Margot smiled. "You really mean it?"

"There couldn't be two opinions on that subject."

"Then, if you think I'm so beautiful, don't let your brother and his snobbish Duchess spoil my life."

"They can't spoil it."

"Yes, they can. They can keep me from being a success in their set, your set-the only set."

"Perhaps they can do that. But England isn't the only country, anyhow. I've been thinking that when-by and by-we might take a long trip round the world--"

"Hang the world! England's my world. I've always looked forward to England, ever since I was a little thing, before mamma died, and I used to hear father repeating the romantic family story-how, if he could only find his mother's letters that she'd tried to tell him about when she was dying, perhaps he might make a legal claim to a title and a fortune. He used to turn to me and say: 'Maybe you'll be a great lady when you grow up, Margot, and I shall be an English viscount.' Then, when he did find the letters, behind the secret partition in grandmother's big old-fashioned sandal-wood fan-box, of which you've heard so much--"

"Too much, please, Margot."

"I beg your pardon! But anyway, you see why I want to live in England. My life and soul are bound up in my success here. And I could have a success. You know I could. I am beautiful. I haven't seen any woman whose face I'd change for mine. I won't be cheated out of my happiness--"

"Very well, we'll live in England, then. That's settled," said Stephen, hastily. "And you shall have all the success, all the happiness, that I can possibly give you. But we shall have to get on without any help from my brother and sister-in-law, and perhaps without a good many other people you might like to have for friends. It may seem hard, but you must make up your mind to it, Margot. Luckily, there'll be enough money to do pleasant things with; and people don't matter so immensely, once you've got used to--"

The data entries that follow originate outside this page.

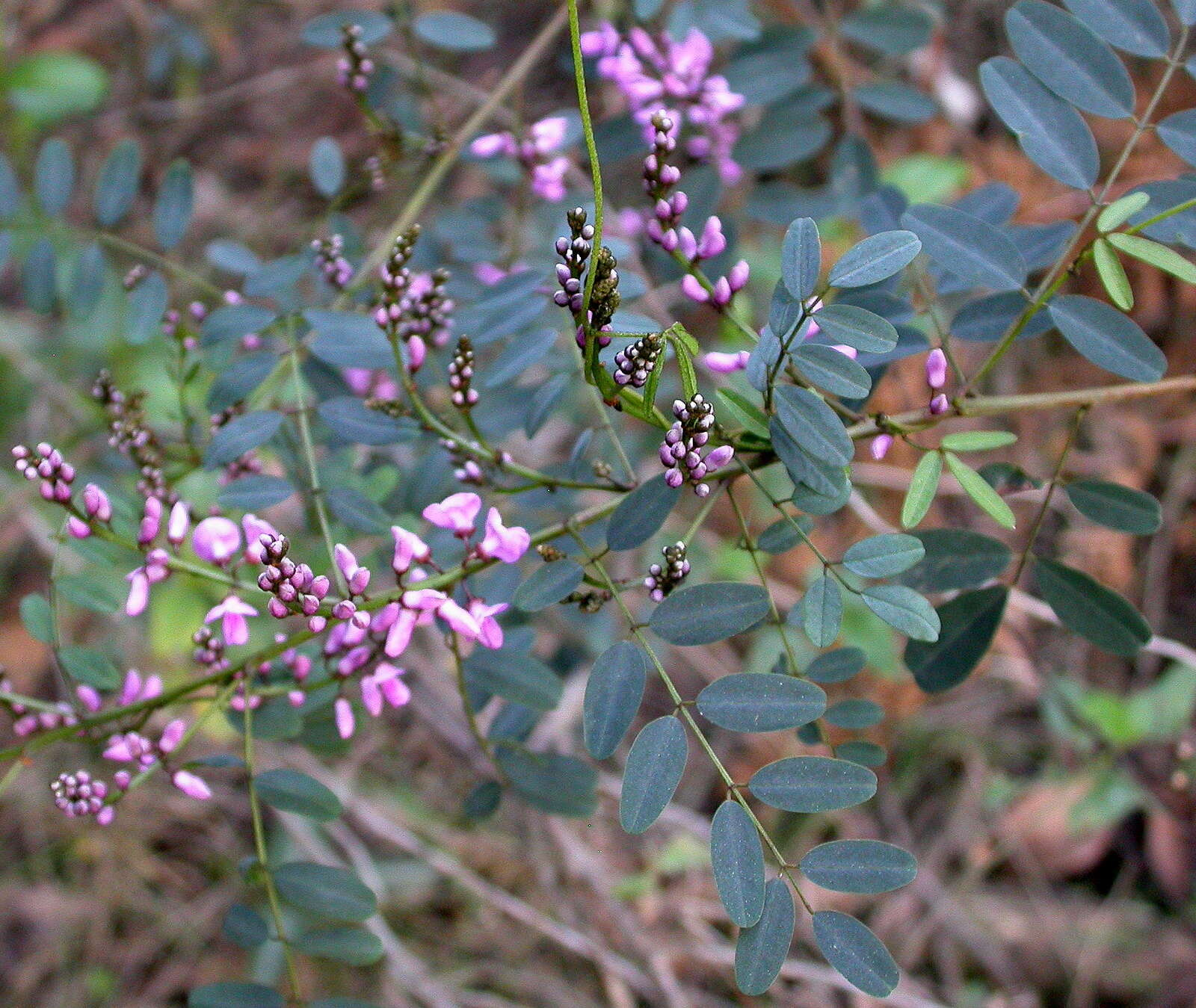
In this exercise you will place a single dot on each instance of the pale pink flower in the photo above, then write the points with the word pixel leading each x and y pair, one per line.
pixel 231 613
pixel 191 786
pixel 410 549
pixel 342 711
pixel 215 539
pixel 727 364
pixel 500 542
pixel 457 512
pixel 490 631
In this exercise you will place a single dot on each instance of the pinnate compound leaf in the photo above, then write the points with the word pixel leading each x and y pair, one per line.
pixel 876 259
pixel 813 424
pixel 859 328
pixel 801 259
pixel 978 488
pixel 1154 254
pixel 235 995
pixel 904 610
pixel 1134 27
pixel 1050 132
pixel 761 702
pixel 548 584
pixel 822 610
pixel 956 559
pixel 1120 211
pixel 1106 338
pixel 354 946
pixel 173 206
pixel 852 948
pixel 968 247
pixel 969 623
pixel 836 667
pixel 705 613
pixel 882 556
pixel 291 791
pixel 813 783
pixel 1112 274
pixel 613 697
pixel 978 440
pixel 861 866
pixel 550 782
pixel 1116 507
pixel 117 185
pixel 762 948
pixel 833 370
pixel 655 765
pixel 737 860
pixel 1088 607
pixel 641 513
pixel 326 891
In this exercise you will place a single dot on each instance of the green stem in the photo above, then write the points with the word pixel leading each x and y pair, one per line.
pixel 312 470
pixel 685 713
pixel 272 894
pixel 1052 279
pixel 448 158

"They do, they do! The right people. I shall know them."

"You must have patience. Everybody is rather tired of our names just now. Things may change some day. I'm ready to begin the experiment whenever you are."

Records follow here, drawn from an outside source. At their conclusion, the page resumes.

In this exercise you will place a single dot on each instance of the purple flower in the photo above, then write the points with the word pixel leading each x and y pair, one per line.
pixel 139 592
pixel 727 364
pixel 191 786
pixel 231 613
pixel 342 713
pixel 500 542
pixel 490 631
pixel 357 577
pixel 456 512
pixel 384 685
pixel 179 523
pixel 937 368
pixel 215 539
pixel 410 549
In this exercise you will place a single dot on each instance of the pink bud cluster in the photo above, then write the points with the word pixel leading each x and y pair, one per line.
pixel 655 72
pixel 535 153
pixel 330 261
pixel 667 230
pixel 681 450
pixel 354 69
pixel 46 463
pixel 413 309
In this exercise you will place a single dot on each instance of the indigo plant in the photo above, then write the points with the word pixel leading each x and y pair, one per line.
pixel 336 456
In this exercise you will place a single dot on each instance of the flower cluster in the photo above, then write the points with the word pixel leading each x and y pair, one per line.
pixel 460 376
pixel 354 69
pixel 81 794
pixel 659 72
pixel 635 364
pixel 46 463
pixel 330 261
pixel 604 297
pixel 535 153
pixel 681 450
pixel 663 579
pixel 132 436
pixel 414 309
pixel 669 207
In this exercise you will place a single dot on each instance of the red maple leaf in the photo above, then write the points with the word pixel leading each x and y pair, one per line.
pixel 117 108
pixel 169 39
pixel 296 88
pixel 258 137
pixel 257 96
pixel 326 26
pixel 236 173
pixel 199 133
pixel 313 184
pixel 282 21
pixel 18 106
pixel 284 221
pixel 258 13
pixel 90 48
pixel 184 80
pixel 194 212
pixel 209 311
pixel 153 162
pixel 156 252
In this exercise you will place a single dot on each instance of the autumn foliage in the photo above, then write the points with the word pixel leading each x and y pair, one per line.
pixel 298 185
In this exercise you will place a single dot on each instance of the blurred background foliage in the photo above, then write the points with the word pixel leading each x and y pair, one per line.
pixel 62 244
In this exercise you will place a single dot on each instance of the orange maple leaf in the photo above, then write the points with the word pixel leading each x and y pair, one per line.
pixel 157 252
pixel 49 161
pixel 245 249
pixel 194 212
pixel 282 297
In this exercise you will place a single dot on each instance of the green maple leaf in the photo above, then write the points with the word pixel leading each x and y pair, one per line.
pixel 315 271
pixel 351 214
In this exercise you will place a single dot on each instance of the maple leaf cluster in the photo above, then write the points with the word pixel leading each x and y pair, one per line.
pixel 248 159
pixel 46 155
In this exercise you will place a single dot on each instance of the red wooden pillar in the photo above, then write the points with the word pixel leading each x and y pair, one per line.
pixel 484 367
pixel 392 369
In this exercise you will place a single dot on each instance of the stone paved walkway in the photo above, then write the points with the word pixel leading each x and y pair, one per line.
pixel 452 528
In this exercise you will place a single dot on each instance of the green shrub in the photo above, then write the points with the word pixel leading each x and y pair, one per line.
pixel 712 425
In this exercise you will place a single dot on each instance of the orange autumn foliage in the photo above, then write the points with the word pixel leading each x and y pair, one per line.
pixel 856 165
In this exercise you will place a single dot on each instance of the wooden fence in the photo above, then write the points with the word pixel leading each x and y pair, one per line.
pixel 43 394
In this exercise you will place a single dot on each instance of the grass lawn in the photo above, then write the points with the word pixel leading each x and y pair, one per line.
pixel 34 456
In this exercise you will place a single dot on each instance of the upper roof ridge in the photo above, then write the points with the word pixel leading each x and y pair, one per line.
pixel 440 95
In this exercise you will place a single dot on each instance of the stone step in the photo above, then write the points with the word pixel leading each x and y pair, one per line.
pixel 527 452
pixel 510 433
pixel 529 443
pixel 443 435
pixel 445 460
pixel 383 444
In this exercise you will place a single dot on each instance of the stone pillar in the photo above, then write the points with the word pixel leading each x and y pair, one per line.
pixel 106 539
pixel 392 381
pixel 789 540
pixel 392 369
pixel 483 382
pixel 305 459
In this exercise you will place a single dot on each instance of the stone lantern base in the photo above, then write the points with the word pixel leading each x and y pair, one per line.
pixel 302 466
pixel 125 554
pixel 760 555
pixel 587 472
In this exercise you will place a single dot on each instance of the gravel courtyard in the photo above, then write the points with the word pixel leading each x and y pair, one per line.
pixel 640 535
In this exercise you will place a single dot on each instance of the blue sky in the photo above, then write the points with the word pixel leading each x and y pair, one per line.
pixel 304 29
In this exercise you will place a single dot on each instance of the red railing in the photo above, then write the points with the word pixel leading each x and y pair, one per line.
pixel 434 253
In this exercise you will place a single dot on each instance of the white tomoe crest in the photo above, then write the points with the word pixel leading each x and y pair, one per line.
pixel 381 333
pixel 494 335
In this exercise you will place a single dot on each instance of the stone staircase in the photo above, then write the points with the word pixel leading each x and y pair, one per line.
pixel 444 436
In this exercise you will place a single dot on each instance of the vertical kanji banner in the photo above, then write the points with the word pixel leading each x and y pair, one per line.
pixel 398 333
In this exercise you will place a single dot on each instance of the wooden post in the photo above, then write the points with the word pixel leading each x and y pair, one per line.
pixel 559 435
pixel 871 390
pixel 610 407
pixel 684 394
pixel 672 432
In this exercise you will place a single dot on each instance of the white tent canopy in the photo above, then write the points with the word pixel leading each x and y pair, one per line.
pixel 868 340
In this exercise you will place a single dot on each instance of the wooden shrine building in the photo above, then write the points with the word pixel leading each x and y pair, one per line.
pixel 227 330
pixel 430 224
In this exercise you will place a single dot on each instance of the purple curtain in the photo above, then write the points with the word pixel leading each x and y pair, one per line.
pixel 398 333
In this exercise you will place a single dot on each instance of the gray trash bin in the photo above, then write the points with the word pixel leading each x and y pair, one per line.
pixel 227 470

"You are a dear," said Margot. And Stephen did not even shiver. "That brings me to what I had to tell you. It's this: after all, we can't be married quite as soon as we expected."

"Can't we?" he echoed the words blankly. Was this to be a reprieve? But he was not sure that he wanted a reprieve. He thought, the sooner the plunge was made, the better, maybe. Looking forward to it had become almost unbearable.

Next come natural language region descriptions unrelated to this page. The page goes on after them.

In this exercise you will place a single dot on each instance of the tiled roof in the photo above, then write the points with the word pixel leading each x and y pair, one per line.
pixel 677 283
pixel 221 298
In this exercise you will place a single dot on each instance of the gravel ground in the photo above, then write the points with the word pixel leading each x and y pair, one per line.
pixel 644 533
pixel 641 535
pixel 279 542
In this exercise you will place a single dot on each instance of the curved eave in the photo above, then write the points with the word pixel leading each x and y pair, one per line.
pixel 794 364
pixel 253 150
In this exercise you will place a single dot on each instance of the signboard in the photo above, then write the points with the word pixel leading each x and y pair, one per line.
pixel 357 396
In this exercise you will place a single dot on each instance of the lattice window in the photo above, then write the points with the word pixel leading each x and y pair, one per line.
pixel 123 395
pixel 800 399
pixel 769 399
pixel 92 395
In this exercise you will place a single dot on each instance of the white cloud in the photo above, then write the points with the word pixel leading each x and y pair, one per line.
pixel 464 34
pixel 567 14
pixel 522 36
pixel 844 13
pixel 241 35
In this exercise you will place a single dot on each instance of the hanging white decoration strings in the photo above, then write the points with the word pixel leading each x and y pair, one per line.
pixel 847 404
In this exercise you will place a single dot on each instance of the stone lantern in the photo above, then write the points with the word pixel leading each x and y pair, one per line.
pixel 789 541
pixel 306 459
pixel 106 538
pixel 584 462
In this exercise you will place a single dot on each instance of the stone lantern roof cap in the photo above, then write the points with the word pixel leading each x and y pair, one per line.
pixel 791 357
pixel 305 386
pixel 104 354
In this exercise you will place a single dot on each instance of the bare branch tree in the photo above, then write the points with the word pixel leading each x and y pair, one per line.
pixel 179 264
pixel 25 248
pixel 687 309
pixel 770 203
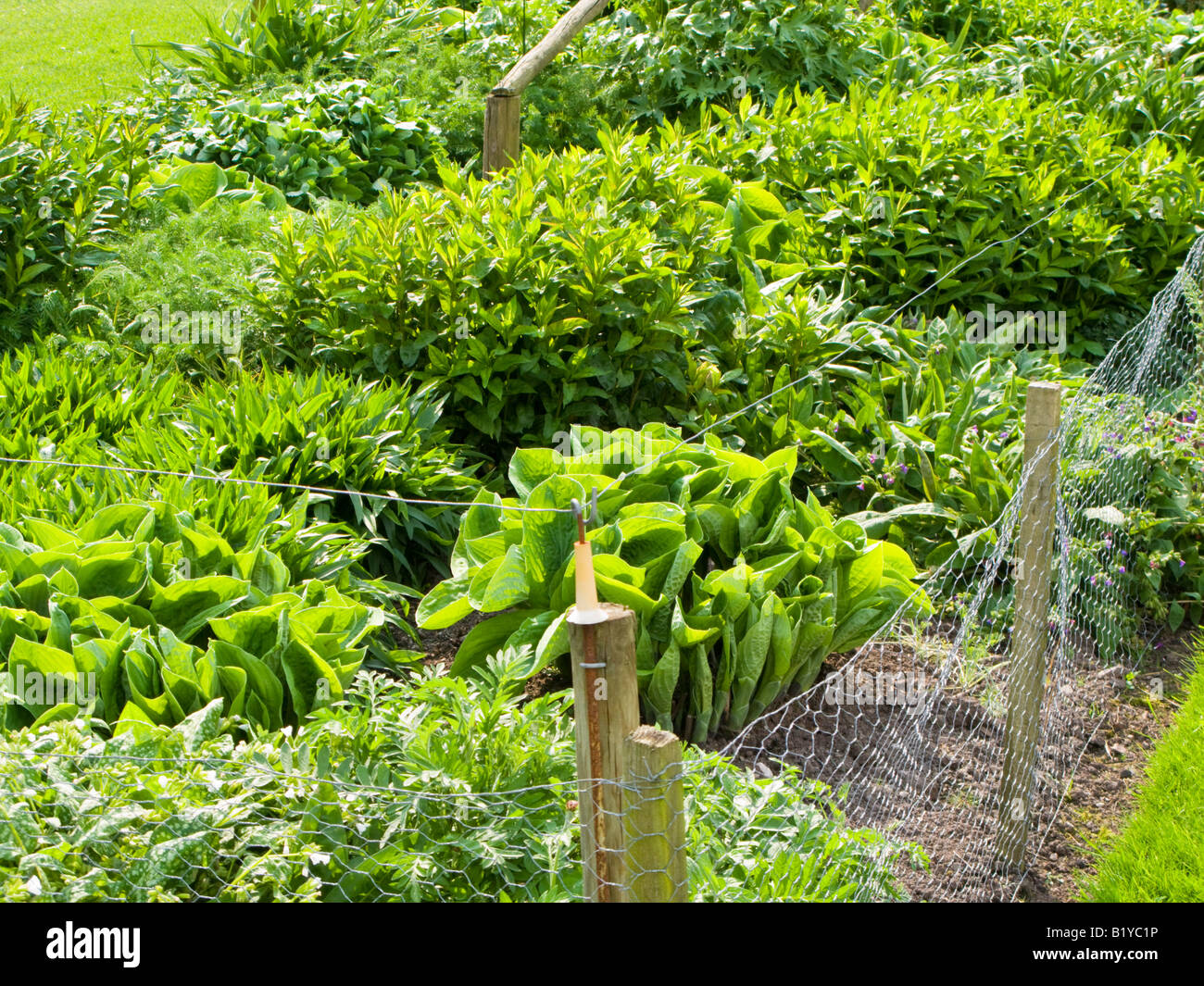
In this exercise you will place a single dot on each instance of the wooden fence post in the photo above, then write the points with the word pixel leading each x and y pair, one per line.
pixel 504 112
pixel 603 657
pixel 502 105
pixel 654 818
pixel 1030 640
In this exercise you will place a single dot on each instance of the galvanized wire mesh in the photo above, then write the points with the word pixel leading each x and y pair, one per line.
pixel 914 722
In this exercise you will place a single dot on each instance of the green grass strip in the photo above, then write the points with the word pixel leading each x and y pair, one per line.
pixel 1160 855
pixel 67 53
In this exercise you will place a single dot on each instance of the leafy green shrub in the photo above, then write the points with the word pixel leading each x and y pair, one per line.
pixel 283 36
pixel 203 260
pixel 914 432
pixel 56 407
pixel 64 187
pixel 567 292
pixel 320 430
pixel 890 191
pixel 326 430
pixel 401 794
pixel 244 516
pixel 165 617
pixel 741 589
pixel 345 140
pixel 707 51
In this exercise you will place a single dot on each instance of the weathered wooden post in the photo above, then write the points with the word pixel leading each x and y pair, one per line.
pixel 654 818
pixel 606 704
pixel 1030 641
pixel 504 105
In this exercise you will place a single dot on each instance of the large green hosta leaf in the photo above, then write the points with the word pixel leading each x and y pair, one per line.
pixel 741 590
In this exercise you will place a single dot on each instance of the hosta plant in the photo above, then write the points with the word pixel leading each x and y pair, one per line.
pixel 149 617
pixel 741 588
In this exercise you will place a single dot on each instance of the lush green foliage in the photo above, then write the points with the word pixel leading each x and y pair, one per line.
pixel 356 806
pixel 345 140
pixel 165 617
pixel 579 313
pixel 741 590
pixel 324 430
pixel 711 51
pixel 281 36
pixel 63 188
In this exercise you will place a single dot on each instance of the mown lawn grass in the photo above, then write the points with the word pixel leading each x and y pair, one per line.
pixel 65 53
pixel 1160 855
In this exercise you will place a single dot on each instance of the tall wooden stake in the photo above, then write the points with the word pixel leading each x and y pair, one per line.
pixel 654 818
pixel 504 104
pixel 502 143
pixel 1030 641
pixel 606 706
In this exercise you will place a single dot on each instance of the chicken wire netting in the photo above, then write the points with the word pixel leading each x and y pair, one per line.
pixel 914 724
pixel 880 781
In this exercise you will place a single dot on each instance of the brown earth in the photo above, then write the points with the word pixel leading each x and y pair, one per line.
pixel 930 773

"No, I must run over to Canada first, Stephen. I've just begun to see that. You might say, I could go there with you after we were married, but it wouldn't be the same thing at all. I ought to stay with some of my old friends while I'm still Margot Lorenzi. A lot of people were awfully good to father, and I must show my gratitude. The sooner I sail the better, now the news of our engagement has got ahead of me. I needn't stop away very long. Seven or eight weeks-or nine at most, going and coming."

"Would you like to be married in Canada?" Stephen asked; perhaps partly to please her, but probably more to disguise the fact that he had no impatient objections to raise against her plan. "If you wished, I could go whenever--"

"Oh no, no!" she exclaimed quickly. "I wouldn't have you come there for anything in the world. That is. I mean--" she corrected herself with an anxious, almost frightened side glance at him-"I must fight it out alone. No, I don't mean that either. What a stupid way of putting it! But it would bore you dreadfully to take such a journey, and it would be nicer anyhow to be married in England-perhaps at St. George's. That used to be my dream, when I was a romantic little girl, and loved to stuff my head full of English novels. I should adore a wedding at St. George's. And oh, Stephen, you won't change your mind while I'm gone? It would kill me if you jilted me after all. I shouldn't live a single day, if you weren't true."

"Don't talk nonsense, my dear girl. Of course I'm not going to change my mind," said Stephen. "When do you want to sail?"

"The end of this week. You're sure you won't let your brother and that cruel Duchess talk you over? I--"

"There's not the slightest chance of their talking to me at all," Stephen answered sharply. "We've definitely quarrelled."